The True Cost of A Bad Employee Onboarding

onboarding cost

Research shows that a whopping 88% of businesses don’t do a good job while onboarding new employees.

Some businesses don’t believe that a good onboarding process is important, while others simply have no idea what the proper onboarding protocol ought to be.

Regardless of which camp you fall into, if you’re not giving new employees a good onboarding experience, you could be seriously hurting your business.

Read on to learn more about the costs of a bad employee onboarding program. You’ll also learn what you can do to improve your current program and the benefits these improvements will provide your company.

Benefits Of Good Onboarding

Before we dive into the ways how bad onboarding hurts your business, let’s firstly touch on all the reasons why you ought to make good onboarding a priority. Some of the greatest benefits of a strong onboarding program include the following:

  • Attract great employees and keep them around
  • Engage with the employees from the beginning
  • Build trust among new employees
  • Help new employees to get aligned with your company culture and vision
  • Increase connections among employees

A good onboarding program helps:

  • employees to feel engaged and supported
  • to improve communication among employees and their superiors

This, in turn, can yield positive results for your company further down the line.

How Much Does Bad Onboarding Cost

Bad onboarding comes with some serious costs for your business. The following are some examples:

Higher Turnover Rates

A report from the Harvard Business Review shows that:

  • Nearly 33% of employees start looking for a new job within their first six months ****at their new job
  • Another 23% leave before their one-year anniversary.

Most business owners know that it costs much more and takes more time to hire a new employee than to retain a current one. Think of how much money is being lost if more than half of your employees are leaving within a year of being hired.

According to this report, it’s anywhere from 100% – 300% of each employee’s individual salary.

Increased Stress

Think about the last time you started a new job.
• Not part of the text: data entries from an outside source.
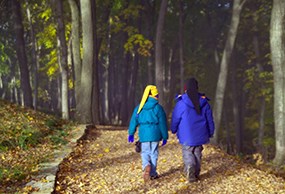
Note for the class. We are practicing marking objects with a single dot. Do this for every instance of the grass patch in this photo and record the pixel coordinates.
(27, 138)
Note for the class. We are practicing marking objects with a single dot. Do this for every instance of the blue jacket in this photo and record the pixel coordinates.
(151, 121)
(192, 129)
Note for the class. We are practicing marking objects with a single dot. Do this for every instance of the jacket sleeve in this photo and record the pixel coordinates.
(210, 120)
(176, 117)
(133, 122)
(162, 122)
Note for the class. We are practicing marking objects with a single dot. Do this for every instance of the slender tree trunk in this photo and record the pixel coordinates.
(277, 44)
(85, 98)
(181, 47)
(95, 88)
(35, 63)
(21, 54)
(222, 79)
(159, 76)
(262, 98)
(63, 59)
(75, 38)
(236, 111)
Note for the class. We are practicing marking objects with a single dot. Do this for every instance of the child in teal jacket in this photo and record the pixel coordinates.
(150, 118)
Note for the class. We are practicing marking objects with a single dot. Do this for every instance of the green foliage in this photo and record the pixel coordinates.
(268, 142)
(138, 41)
(4, 68)
(27, 130)
(27, 138)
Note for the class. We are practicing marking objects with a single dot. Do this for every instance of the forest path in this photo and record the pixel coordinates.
(104, 162)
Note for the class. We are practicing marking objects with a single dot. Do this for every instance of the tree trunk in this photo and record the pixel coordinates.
(95, 88)
(277, 44)
(63, 59)
(262, 98)
(181, 62)
(159, 76)
(21, 54)
(222, 79)
(75, 46)
(84, 102)
(35, 63)
(236, 111)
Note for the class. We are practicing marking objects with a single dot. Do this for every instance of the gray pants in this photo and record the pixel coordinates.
(192, 156)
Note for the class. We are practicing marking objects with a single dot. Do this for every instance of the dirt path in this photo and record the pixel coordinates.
(105, 163)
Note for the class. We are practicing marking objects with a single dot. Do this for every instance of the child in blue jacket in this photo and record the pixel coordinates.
(149, 115)
(192, 122)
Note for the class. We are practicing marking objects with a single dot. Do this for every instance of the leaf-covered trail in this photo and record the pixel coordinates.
(104, 162)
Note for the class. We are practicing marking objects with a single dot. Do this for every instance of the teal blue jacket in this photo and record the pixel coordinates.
(151, 122)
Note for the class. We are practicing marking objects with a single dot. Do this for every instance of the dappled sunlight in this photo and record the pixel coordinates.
(109, 164)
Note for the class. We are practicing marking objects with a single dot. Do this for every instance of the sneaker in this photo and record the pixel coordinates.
(154, 177)
(146, 175)
(191, 174)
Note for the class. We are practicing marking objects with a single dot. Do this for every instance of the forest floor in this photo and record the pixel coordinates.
(104, 162)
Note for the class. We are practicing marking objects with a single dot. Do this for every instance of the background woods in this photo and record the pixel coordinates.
(89, 60)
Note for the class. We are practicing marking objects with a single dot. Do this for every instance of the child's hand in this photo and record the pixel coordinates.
(164, 142)
(131, 138)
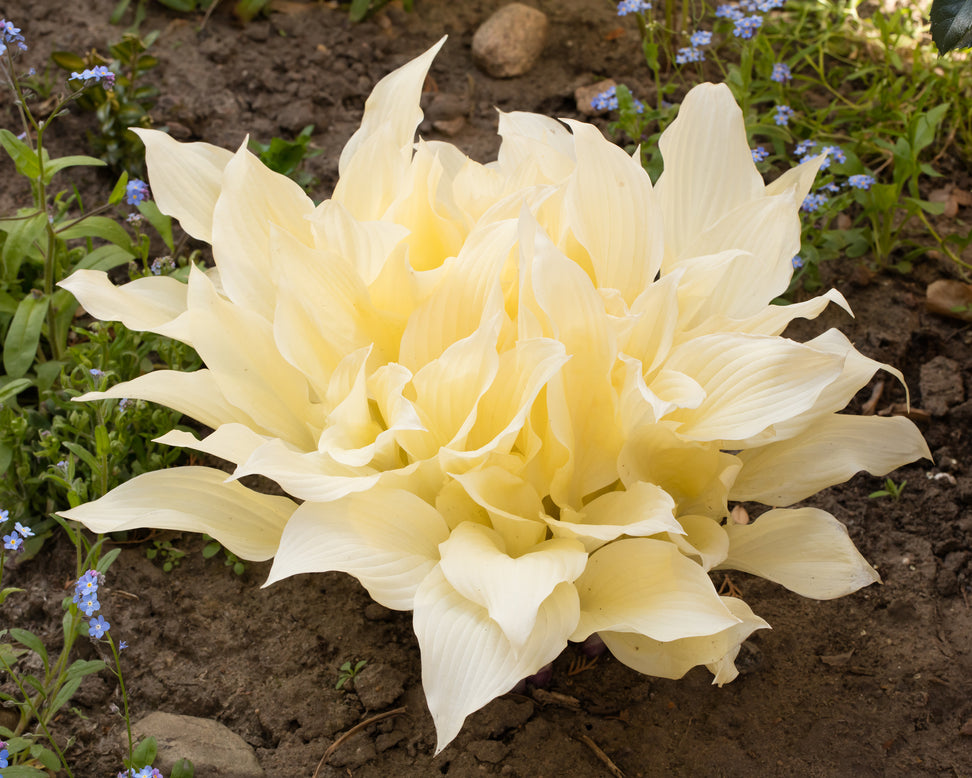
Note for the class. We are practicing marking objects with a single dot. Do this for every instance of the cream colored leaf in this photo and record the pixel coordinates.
(386, 538)
(186, 179)
(646, 586)
(468, 661)
(804, 549)
(475, 562)
(674, 658)
(192, 499)
(829, 452)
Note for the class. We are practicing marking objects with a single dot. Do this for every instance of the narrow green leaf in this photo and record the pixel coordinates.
(83, 667)
(63, 696)
(20, 345)
(83, 454)
(161, 222)
(76, 160)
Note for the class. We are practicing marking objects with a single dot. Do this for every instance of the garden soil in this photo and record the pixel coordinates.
(875, 684)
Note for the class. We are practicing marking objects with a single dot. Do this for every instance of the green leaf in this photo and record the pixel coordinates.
(12, 389)
(951, 24)
(20, 345)
(22, 234)
(83, 454)
(63, 696)
(24, 157)
(97, 227)
(161, 222)
(83, 667)
(77, 160)
(105, 258)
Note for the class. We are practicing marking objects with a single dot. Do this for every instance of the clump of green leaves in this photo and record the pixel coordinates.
(213, 547)
(891, 489)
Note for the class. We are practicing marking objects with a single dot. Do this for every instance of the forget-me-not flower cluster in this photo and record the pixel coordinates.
(99, 74)
(136, 191)
(86, 598)
(626, 7)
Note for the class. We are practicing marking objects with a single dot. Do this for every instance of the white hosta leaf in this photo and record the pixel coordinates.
(708, 135)
(644, 509)
(475, 562)
(829, 452)
(674, 658)
(468, 661)
(185, 178)
(150, 304)
(696, 475)
(196, 394)
(386, 538)
(751, 382)
(238, 347)
(646, 586)
(804, 549)
(512, 504)
(253, 199)
(703, 539)
(233, 442)
(192, 499)
(611, 209)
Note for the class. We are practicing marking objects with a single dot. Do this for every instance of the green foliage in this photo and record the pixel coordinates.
(891, 489)
(212, 548)
(951, 24)
(286, 156)
(348, 671)
(361, 9)
(870, 85)
(126, 104)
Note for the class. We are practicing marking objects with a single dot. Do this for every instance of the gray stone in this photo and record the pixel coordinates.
(378, 686)
(941, 386)
(214, 750)
(510, 41)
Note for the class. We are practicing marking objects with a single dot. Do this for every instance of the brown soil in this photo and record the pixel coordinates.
(875, 684)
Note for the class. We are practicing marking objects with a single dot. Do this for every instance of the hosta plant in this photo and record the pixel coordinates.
(514, 398)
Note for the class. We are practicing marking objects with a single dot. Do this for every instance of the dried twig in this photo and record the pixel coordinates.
(354, 730)
(605, 759)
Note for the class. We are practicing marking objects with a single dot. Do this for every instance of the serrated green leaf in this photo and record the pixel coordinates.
(9, 390)
(23, 337)
(951, 24)
(84, 455)
(77, 160)
(63, 696)
(161, 222)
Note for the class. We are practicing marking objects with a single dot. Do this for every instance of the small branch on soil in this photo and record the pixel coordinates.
(355, 729)
(605, 759)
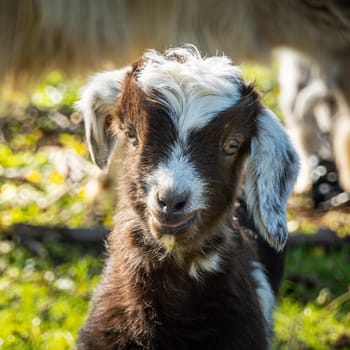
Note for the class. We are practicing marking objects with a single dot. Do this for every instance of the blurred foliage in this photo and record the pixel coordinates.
(46, 178)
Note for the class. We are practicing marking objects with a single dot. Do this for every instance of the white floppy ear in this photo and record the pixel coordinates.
(96, 103)
(272, 169)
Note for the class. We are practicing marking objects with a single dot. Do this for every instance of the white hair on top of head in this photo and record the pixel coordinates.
(194, 89)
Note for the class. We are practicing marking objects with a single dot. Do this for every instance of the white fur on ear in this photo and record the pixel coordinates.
(97, 100)
(272, 169)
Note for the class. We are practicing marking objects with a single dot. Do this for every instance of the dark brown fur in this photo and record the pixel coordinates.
(146, 298)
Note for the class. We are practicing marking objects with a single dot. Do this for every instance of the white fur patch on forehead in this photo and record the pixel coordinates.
(178, 174)
(193, 89)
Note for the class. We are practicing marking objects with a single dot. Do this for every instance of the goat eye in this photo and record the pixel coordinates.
(231, 146)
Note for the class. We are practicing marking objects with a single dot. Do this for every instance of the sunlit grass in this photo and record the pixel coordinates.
(44, 300)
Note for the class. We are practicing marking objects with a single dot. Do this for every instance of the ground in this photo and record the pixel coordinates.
(46, 283)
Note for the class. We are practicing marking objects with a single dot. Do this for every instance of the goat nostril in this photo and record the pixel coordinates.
(172, 202)
(180, 205)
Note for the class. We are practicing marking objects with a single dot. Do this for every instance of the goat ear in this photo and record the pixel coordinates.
(96, 103)
(272, 168)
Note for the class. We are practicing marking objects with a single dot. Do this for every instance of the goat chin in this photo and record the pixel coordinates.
(181, 273)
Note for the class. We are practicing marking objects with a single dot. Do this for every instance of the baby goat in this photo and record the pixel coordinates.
(181, 274)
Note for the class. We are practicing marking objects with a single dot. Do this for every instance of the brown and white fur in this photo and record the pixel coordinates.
(181, 274)
(37, 35)
(317, 119)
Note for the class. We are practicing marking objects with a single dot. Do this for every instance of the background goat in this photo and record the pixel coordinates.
(318, 124)
(181, 274)
(78, 35)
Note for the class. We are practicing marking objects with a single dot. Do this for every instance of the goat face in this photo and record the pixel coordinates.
(186, 126)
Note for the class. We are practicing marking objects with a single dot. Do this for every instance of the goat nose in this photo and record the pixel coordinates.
(172, 202)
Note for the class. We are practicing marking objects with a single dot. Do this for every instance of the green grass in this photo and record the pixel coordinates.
(44, 299)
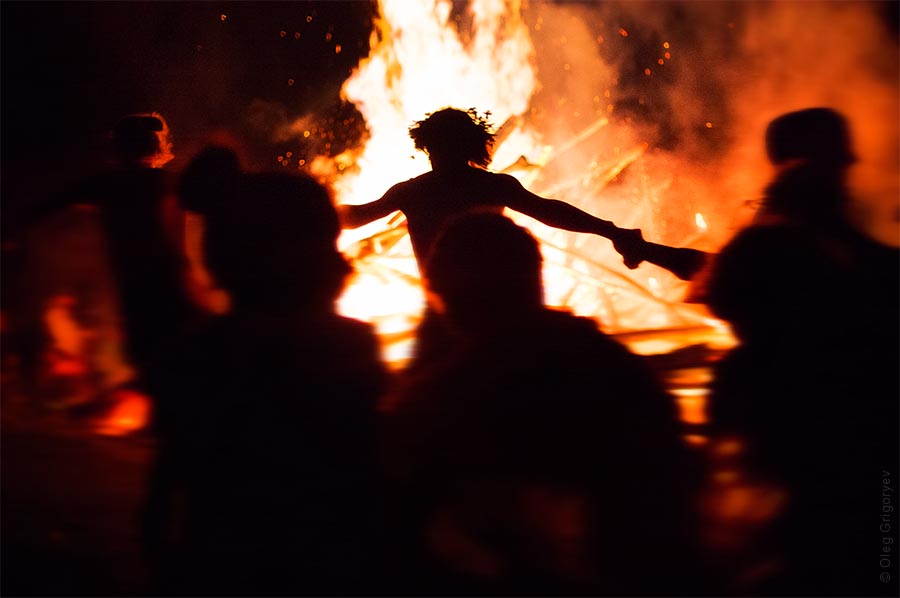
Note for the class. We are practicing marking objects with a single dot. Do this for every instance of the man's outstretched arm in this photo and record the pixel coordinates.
(355, 216)
(559, 214)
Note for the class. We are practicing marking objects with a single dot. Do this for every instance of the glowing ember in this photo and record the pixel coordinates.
(130, 414)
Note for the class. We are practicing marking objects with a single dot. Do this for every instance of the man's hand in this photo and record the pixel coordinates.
(630, 244)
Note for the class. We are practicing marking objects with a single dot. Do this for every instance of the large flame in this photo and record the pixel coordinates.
(423, 58)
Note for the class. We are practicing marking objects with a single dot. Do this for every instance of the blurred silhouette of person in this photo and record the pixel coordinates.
(540, 455)
(276, 453)
(813, 386)
(143, 228)
(211, 176)
(458, 144)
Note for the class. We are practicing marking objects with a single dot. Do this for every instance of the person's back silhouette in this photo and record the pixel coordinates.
(143, 228)
(458, 144)
(813, 385)
(276, 449)
(524, 442)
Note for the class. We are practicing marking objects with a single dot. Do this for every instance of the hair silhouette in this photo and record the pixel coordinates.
(456, 136)
(142, 139)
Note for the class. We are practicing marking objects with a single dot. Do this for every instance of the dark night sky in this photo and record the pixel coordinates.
(71, 69)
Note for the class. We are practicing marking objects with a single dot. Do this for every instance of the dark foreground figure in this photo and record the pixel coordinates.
(813, 387)
(540, 457)
(274, 488)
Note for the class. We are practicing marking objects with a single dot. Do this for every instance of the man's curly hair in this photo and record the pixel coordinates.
(453, 133)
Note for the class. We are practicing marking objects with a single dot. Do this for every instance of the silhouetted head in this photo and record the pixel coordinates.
(485, 270)
(453, 137)
(273, 244)
(142, 139)
(812, 149)
(211, 174)
(816, 135)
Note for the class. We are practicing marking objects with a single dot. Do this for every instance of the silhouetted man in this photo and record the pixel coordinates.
(539, 453)
(814, 383)
(458, 144)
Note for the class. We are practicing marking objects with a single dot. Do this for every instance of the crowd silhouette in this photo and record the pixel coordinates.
(523, 451)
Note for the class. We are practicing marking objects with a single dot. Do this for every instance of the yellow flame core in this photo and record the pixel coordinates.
(423, 58)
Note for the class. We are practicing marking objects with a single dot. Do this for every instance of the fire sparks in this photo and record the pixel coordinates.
(420, 62)
(700, 221)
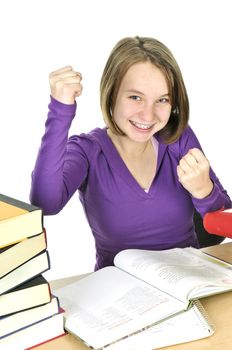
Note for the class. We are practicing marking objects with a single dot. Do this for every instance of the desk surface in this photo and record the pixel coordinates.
(219, 308)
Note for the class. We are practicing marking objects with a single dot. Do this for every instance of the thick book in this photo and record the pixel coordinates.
(32, 293)
(18, 220)
(17, 254)
(36, 334)
(193, 324)
(30, 269)
(142, 289)
(20, 320)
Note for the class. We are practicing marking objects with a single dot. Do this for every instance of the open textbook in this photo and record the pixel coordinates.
(142, 291)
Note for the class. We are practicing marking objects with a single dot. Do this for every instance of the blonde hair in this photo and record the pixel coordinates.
(130, 51)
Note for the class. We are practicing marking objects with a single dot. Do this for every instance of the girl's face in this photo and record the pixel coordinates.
(143, 103)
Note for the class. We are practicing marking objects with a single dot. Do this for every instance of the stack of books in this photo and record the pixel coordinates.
(29, 313)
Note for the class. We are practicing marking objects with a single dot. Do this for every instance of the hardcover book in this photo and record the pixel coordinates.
(18, 220)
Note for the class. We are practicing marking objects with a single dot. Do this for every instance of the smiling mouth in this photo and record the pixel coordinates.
(141, 126)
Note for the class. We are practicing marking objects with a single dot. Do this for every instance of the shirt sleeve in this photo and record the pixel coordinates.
(218, 198)
(61, 165)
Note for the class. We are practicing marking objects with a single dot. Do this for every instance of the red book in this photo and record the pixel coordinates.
(219, 222)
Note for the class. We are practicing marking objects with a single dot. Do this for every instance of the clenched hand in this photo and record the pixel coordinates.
(193, 173)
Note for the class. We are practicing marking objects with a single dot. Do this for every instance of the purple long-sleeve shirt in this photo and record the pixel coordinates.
(120, 213)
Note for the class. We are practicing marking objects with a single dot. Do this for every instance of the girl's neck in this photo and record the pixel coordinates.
(127, 147)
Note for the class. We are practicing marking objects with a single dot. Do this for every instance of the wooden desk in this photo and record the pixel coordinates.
(219, 308)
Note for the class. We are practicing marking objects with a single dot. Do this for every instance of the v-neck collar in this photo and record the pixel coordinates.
(120, 167)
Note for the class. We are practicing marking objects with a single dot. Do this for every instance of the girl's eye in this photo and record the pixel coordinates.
(136, 98)
(164, 100)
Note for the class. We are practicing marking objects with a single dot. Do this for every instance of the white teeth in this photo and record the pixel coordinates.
(142, 126)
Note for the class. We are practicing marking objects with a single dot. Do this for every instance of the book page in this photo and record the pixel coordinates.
(110, 304)
(188, 326)
(180, 272)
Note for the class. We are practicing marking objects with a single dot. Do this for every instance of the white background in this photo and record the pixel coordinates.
(37, 37)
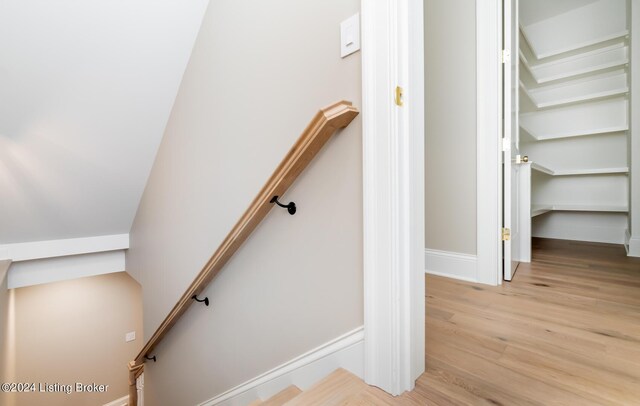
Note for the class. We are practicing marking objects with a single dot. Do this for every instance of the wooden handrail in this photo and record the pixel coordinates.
(325, 123)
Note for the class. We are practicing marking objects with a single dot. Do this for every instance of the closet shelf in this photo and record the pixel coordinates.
(579, 172)
(581, 90)
(538, 209)
(596, 117)
(596, 60)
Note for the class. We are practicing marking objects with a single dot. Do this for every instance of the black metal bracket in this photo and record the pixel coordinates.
(205, 300)
(291, 207)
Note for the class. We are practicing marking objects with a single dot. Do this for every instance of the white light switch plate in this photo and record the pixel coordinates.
(350, 35)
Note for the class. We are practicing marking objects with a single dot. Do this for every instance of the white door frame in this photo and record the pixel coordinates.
(393, 178)
(489, 135)
(393, 181)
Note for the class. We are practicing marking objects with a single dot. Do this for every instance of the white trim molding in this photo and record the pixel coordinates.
(451, 265)
(28, 251)
(41, 271)
(489, 180)
(634, 131)
(632, 245)
(393, 172)
(123, 401)
(346, 351)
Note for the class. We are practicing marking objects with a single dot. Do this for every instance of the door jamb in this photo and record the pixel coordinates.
(489, 134)
(393, 195)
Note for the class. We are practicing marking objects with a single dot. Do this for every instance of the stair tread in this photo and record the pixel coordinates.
(282, 397)
(342, 388)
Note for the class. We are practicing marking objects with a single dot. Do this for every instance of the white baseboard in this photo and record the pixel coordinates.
(451, 265)
(632, 244)
(123, 401)
(346, 351)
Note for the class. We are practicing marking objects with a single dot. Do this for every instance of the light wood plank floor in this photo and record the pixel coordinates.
(565, 331)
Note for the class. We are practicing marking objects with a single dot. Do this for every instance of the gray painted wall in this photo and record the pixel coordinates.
(258, 73)
(450, 125)
(6, 364)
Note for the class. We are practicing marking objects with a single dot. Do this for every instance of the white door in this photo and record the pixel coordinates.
(511, 142)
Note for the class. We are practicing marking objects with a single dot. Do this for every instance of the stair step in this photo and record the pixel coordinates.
(344, 389)
(545, 41)
(571, 121)
(585, 89)
(281, 397)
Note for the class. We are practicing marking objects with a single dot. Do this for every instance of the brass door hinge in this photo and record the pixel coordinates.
(399, 91)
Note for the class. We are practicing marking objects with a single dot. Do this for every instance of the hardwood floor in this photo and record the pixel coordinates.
(565, 331)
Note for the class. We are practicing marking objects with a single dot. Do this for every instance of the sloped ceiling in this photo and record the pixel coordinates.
(86, 88)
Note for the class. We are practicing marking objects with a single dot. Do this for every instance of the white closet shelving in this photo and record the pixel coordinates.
(574, 119)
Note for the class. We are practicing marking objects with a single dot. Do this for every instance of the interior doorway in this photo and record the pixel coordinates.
(566, 126)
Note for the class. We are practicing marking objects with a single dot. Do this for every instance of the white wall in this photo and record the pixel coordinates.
(258, 73)
(450, 125)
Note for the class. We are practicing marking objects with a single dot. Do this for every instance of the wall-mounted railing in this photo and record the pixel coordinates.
(325, 123)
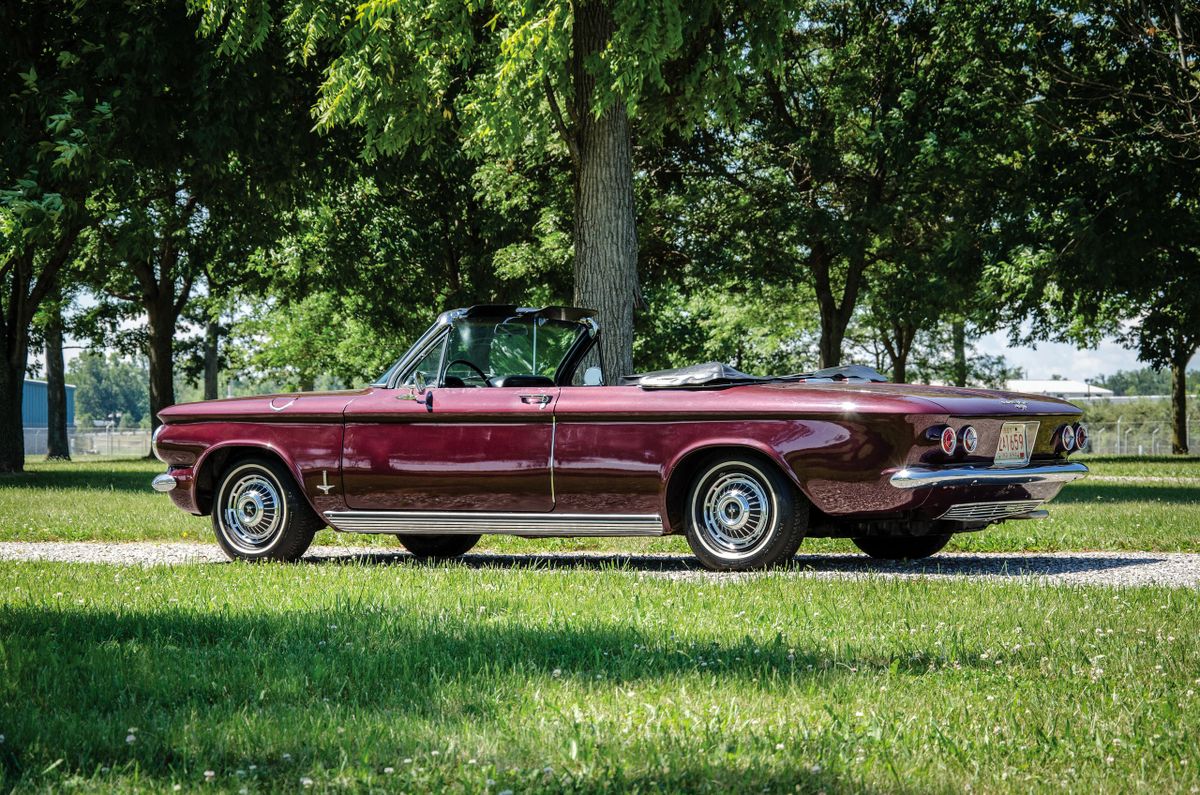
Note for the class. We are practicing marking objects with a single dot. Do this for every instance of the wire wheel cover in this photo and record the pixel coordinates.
(735, 514)
(252, 512)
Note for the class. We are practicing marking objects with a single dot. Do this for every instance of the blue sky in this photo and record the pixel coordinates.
(1056, 358)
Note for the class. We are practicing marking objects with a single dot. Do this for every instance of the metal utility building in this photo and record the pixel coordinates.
(35, 413)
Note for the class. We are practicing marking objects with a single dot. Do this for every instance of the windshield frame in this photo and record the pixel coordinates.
(438, 333)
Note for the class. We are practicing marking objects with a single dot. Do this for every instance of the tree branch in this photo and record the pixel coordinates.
(565, 131)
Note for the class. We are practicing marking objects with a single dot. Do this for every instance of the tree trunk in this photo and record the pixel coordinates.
(57, 443)
(832, 335)
(25, 291)
(211, 359)
(959, 341)
(1180, 401)
(12, 435)
(605, 222)
(161, 352)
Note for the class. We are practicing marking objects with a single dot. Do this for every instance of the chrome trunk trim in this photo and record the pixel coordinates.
(162, 482)
(437, 522)
(993, 510)
(969, 476)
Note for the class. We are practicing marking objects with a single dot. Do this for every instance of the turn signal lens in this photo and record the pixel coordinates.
(1068, 437)
(970, 438)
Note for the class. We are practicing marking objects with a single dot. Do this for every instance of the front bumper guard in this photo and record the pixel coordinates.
(971, 476)
(163, 483)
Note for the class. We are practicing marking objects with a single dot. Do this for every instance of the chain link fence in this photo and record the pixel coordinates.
(1129, 438)
(94, 441)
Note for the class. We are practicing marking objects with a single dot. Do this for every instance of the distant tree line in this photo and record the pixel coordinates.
(288, 190)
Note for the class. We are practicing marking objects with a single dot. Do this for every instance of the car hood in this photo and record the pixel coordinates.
(283, 406)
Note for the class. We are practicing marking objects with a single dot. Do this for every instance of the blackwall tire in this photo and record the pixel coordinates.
(438, 548)
(261, 514)
(743, 514)
(899, 548)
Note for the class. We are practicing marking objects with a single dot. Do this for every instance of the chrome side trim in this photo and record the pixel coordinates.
(991, 510)
(162, 483)
(508, 524)
(553, 435)
(967, 476)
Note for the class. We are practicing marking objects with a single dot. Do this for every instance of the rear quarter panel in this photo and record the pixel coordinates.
(622, 446)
Do you remember how stressed and anxious you felt going in on your first day?

Your new employees might be feeling that way every day, especially if they weren’t onboarded properly.

When you’re stressed out and struggling to keep up with all the new information being thrown your way, it’s hard to perform to the best of your abilities.

There’s a lot of negativity that stems from employees who have high levels of stress. For example, stressed-out employees are more likely to deal with the following issues:

  • Difficulty focusing
  • Difficulty managing their time
  • Strained interpersonal relationships
  • Decreased health

All of these issues may contribute to an employee choosing to leave a position shortly after they were first hired.

Reduced Productivity

If your employees are highly stressed, have trouble focusing, and aren’t able to manage their time well because they’re struggling to remember everything that was thrown at them during their brief onboarding experience, there’s a good chance they’re not going to be very productive.

As you probably know, reduced productivity isn’t good for your business’s bottom line. In fact, low productivity related to stress alone contributes to a loss of $600 per worker per year.

Reduced Engagement

Your employees are more likely to be (and remain) engaged in their work if they have a good onboarding experience.

When your employees are engaged and eager to put their best foot forward, they tend to work better and with more enthusiasm. They also have more positive attitudes and are more inclined to contribute to the improvement of the company, instead of doing the bare minimum to get by.

Disengaged employees also cost your business a lot of money. Just one disengaged employee who earns an average salary may cost you nearly $16,000 per year.

Lost Potential

In a perfect world, every new employee would be able to hit the ground running and perform to their fullest abilities the second they walk in the door at their new job. That’s not the way the world works, though. In fact, in many cases, it takes between eight months and one year for a new employee to start performing to their maximum capabilities.

If the majority of employees are giving up on a job before they reach the one-year mark, there’s a good chance many of them (as well as their supervisors) haven’t even had a chance to see how well they can perform yet. Think of all the potential talent and earnings being lost because new hires aren’t given a chance to get fully acclimated to their positions.

How to Improve Your Onboarding Process

Okay, you can see why it’s important to prioritize good onboarding. How do you make your process better, though? Start by giving these tips a try:

  • Focus on getting to know new employees, not just on getting them up to speed
  • Help new employees get to know other members of the staff
  • Set clear expectations and help employees set goals for themselves
  • Offer learning and development opportunities right away to help fill in training gaps
  • Arrange for new employees to have one-on-one meetings with their direct supervisors
  • Request feedback and ask for advice on how the program can be improved

Start Saving Money Today

Now that you know more about what bad onboarding costs your business, doesn’t it seem like a good idea to start making improvements to your current program?

Keep the tips listed above in mind as you begin making changes or creating a more solidified program.

They’ll help you ensure you’re taking the right approach and handling onboarding in a way that best benefits your new employees and your business as a whole.